On pêche au lac Khovsgol, mais pas librement. Le lac est un parc national depuis 1992 et concentre près de 70 % de l’eau douce du pays. Permis obligatoire, fermeture au printemps, remise à l’eau attendue.
Le Khovsgol est pauvre en espèces comparé au Baïkal : neuf espèces recensées, quatre qui intéressent le pêcheur.
Le taimen (Hucho taimen), géant du bassin, est classé vulnérable par l’UICN et recule. C’est un poisson de rivière : ne bâtissez pas un séjour au Khovsgol autour de lui. On vous parlera aussi d’omoul, le corégone du Baïkal : sa présence ici n’est pas établie. Demandez de quel poisson il s’agit avant de commander.

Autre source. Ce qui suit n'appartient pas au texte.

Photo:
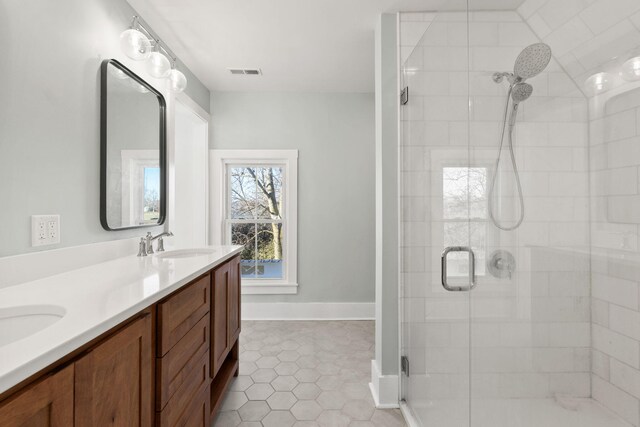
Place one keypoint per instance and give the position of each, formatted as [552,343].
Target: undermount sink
[20,322]
[186,253]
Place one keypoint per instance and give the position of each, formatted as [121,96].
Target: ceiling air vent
[246,71]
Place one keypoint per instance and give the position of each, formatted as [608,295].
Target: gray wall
[334,134]
[387,195]
[49,115]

Le permis se prend sur place, jamais depuis la France : faites confirmer le guichet exact par votre camp ou votre agence. Il est distinct du droit d’entrée du parc, perçu à la barrière de Khatgal et porté à environ 20 000 tugriks par visiteur étranger en janvier 2025, tarif réévalué : demandez le montant du jour. Pour le permis, montant, durée et nombre de prises varient : faites préciser le jour même et intégrez-les au budget Khovsgol. Tout se règle en tugriks liquides, les distributeurs de Khatgal rejetant souvent les cartes étrangères : arrivez avec des espèces. Gardez le reçu, les gardes contrôlent.
La pêche ferme au printemps pendant la fraie. Les dates exactes sont fixées au niveau national et ajustées : vérifiez-les avant de réserver. La fenêtre pratique va donc de l’été au début de l’automne. Juin et septembre valent mieux que juillet et août : moins de monde, eau plus calme. En hiver, la pêche sous la glace s’organise avec les habitants : ne tenez pas le permis pour facultatif, faites-le vérifier. Lisez d’abord le Khovsgol en hiver.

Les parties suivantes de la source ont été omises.